The fans were all nestled, all snug in their beds, while visions of clutch quarterbacks all danced in their heads.

Tim Tebow has managed to capture the imaginations of many announcers, fans, and analysts, including the eye of one Benjamin Morris. Ben posits, among other things,  that Tebow is being held back by his own conservatism,  that an inability to take passing risks in the first three quarters of the game is tossed aside in the fourth and some more true representation of his passing skill emerges.

This isn’t the first time that Ben has speculated on the nature of young quarterbacks and interceptions (This link is the most important, but also see here and here). One contradictory notion  that has come out of his analyses is that a lot of interceptions early in the career of a quarterback tends to be a good thing. It suggests a quarterback with exceptional skills testing those skills out — the idea that a talented cook has to get burned by his own grease to learn his chops spills over into the quarterbacking world.

A related question, important to NFC East fans, is Eli Manning clutch? This question was raised this year by Eli Manning’s exceptionally high ESPN QBR ratings relative to other metrics. People really got upset, claimed that the ESPN QBR was “busted”. But perhaps the ‘clutch’ factor actually saw something in Eli.

It’s almost a theme with the Giants that they fall behind and Eli either scores a couple late to win the game, or scores late to tie the game and then (win/lose) in overtime, or he puts on this furious rally that almost wins the game. They beat teams they shouldn’t, based on their Pythagoreans, and then lose to football patzers.

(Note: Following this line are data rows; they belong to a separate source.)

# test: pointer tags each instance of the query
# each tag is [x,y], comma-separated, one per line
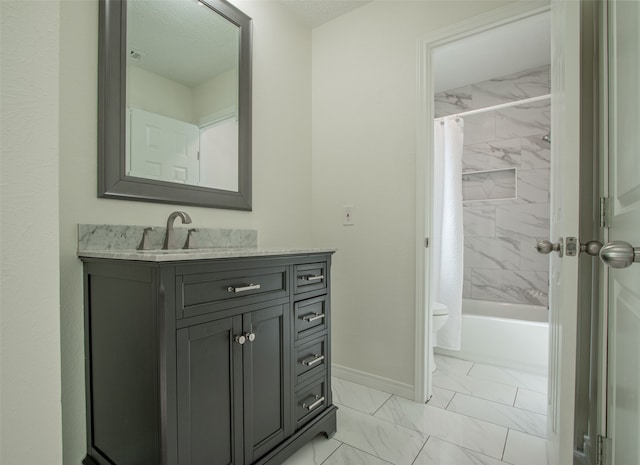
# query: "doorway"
[563,274]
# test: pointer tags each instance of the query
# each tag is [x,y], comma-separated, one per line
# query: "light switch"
[347,215]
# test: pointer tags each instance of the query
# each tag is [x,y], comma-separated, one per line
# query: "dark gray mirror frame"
[113,181]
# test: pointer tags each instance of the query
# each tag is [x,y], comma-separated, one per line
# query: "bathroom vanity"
[206,357]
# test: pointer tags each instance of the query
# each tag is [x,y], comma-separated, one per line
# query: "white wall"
[30,418]
[364,133]
[281,167]
[157,94]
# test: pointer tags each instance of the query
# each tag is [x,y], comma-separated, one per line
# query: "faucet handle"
[145,243]
[190,243]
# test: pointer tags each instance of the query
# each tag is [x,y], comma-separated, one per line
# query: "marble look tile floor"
[479,415]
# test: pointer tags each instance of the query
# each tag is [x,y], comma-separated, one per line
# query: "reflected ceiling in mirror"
[182,94]
[183,102]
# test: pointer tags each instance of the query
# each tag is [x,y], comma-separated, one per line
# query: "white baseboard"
[373,381]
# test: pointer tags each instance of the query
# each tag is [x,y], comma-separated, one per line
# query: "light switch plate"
[347,215]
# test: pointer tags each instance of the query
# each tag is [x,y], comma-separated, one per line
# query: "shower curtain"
[448,242]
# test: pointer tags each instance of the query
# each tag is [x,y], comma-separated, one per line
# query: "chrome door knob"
[619,254]
[591,248]
[546,247]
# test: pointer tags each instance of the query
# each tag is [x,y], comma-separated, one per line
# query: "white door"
[563,280]
[623,413]
[163,148]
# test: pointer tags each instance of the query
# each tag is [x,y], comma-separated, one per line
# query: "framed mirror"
[174,102]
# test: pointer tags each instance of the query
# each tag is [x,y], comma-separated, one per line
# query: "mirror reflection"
[182,94]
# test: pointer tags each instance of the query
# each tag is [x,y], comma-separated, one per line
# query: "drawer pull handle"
[313,317]
[249,287]
[318,402]
[317,358]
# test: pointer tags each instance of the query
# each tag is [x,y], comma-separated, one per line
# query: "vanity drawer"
[310,277]
[201,293]
[311,359]
[311,316]
[311,400]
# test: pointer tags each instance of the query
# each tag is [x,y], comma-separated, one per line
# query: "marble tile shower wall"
[500,262]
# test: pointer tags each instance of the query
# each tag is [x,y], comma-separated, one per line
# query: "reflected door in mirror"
[182,94]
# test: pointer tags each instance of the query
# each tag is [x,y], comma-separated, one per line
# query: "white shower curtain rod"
[497,107]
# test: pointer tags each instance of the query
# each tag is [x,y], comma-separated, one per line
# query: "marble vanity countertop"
[123,242]
[195,254]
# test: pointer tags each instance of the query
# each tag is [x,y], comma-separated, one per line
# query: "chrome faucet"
[170,238]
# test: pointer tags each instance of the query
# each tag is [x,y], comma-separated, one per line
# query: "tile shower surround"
[500,262]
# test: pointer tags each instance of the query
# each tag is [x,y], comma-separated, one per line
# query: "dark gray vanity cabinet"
[207,362]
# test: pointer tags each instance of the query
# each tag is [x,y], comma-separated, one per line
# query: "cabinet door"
[209,394]
[267,380]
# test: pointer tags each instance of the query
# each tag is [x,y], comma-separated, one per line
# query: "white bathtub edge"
[518,344]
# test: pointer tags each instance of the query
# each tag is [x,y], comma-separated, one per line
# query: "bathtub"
[491,335]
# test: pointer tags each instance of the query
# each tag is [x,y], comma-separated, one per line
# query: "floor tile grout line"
[367,453]
[498,424]
[475,396]
[475,378]
[504,448]
[450,400]
[471,450]
[332,453]
[384,420]
[525,410]
[382,405]
[470,368]
[421,449]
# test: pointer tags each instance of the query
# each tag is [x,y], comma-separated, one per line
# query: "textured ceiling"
[181,40]
[317,12]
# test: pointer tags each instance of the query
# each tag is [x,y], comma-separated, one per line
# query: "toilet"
[440,314]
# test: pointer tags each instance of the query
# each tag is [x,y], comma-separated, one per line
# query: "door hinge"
[603,451]
[604,212]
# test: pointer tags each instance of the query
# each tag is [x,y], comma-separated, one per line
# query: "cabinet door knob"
[317,358]
[313,317]
[318,402]
[248,287]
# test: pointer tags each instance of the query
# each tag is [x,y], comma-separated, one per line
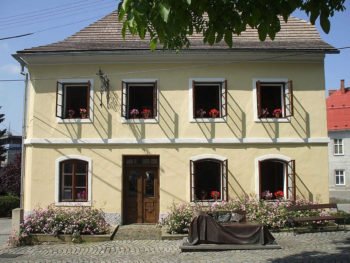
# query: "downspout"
[24,135]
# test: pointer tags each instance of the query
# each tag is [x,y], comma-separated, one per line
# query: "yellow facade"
[174,137]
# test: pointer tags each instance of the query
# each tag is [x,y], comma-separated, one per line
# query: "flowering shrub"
[213,113]
[53,220]
[134,112]
[267,195]
[179,218]
[279,194]
[274,215]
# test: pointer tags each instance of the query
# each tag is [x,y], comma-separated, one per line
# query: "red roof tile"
[338,110]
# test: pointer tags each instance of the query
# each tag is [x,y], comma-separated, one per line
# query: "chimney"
[342,86]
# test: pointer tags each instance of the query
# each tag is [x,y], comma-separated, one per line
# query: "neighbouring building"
[338,117]
[13,146]
[113,125]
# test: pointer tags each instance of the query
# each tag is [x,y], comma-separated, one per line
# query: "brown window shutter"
[124,102]
[59,100]
[224,179]
[194,98]
[258,98]
[291,185]
[192,183]
[155,100]
[224,99]
[288,99]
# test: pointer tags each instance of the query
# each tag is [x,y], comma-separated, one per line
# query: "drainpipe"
[24,136]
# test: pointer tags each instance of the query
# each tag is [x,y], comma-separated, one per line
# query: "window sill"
[88,203]
[208,120]
[87,120]
[139,121]
[205,202]
[278,120]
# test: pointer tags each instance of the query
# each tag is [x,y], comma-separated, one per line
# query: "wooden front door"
[141,191]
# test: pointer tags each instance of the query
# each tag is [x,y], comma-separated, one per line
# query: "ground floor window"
[73,178]
[208,180]
[276,179]
[339,177]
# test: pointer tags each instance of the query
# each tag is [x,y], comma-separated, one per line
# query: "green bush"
[7,203]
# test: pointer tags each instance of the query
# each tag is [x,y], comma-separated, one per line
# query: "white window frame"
[220,159]
[90,119]
[255,102]
[341,174]
[190,107]
[336,145]
[57,180]
[257,170]
[140,81]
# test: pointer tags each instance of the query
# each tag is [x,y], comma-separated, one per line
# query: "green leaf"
[164,12]
[125,4]
[153,44]
[228,38]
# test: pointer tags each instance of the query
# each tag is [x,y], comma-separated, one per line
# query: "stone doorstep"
[41,238]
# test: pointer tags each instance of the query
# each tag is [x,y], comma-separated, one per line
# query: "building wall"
[339,193]
[175,138]
[311,178]
[173,84]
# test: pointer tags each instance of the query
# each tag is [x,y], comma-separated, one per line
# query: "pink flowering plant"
[274,215]
[55,221]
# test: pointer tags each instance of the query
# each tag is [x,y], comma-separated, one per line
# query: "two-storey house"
[113,125]
[338,120]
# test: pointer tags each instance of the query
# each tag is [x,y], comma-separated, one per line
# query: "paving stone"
[315,247]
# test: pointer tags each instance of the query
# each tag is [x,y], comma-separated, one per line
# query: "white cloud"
[10,69]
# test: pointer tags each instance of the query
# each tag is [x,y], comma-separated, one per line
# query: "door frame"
[139,165]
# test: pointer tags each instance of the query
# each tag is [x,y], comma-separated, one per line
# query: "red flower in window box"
[146,113]
[83,113]
[279,194]
[214,113]
[277,113]
[215,195]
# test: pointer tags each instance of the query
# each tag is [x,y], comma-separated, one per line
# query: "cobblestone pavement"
[316,247]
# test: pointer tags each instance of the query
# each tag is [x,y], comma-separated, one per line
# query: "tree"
[10,177]
[2,133]
[170,22]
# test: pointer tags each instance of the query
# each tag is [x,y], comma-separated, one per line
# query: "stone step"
[138,232]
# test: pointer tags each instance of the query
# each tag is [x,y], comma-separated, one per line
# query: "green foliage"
[7,203]
[171,22]
[55,220]
[274,215]
[2,133]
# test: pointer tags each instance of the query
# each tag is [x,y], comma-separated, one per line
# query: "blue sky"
[54,20]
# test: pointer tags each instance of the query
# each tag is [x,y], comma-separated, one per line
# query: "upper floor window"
[73,99]
[274,99]
[73,181]
[208,180]
[339,177]
[338,147]
[139,100]
[209,99]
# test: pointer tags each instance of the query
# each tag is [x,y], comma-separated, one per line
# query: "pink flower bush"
[274,215]
[54,220]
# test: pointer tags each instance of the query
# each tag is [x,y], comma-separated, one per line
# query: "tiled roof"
[105,35]
[338,110]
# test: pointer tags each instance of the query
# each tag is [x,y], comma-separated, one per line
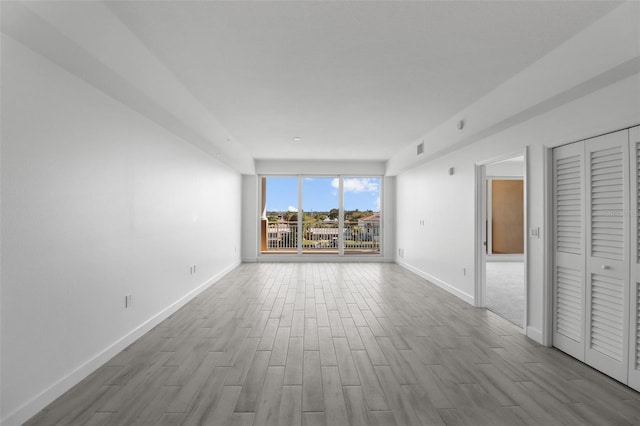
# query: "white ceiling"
[354,80]
[358,80]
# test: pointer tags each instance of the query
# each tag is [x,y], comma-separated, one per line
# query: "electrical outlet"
[534,232]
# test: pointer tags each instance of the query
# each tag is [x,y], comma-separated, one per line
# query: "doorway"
[501,213]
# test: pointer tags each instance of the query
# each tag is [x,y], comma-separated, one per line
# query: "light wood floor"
[339,344]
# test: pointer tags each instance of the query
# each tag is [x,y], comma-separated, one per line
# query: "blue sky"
[321,193]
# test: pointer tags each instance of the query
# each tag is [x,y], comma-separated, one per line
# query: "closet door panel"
[634,290]
[607,257]
[569,253]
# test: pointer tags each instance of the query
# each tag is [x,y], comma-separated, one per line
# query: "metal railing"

What to make of it? My gut unchecked feeling is yes, Eli is clutch, but  his team is another question altogether. It’s difficult to know with fans, emotions get the best of them. Donovan McNabb becomes Donovan McFlabb, good analysts try to prove that Jon Kitna is a better quarterback than Tony Romo, etc.

Thinking without benefit of numbers a bit further, Eli just doesn’t get ruffled. His play doesn’t suffer any effects of pressure. And that means, no matter how inadequate the team around him becomes, he’s still dangerous.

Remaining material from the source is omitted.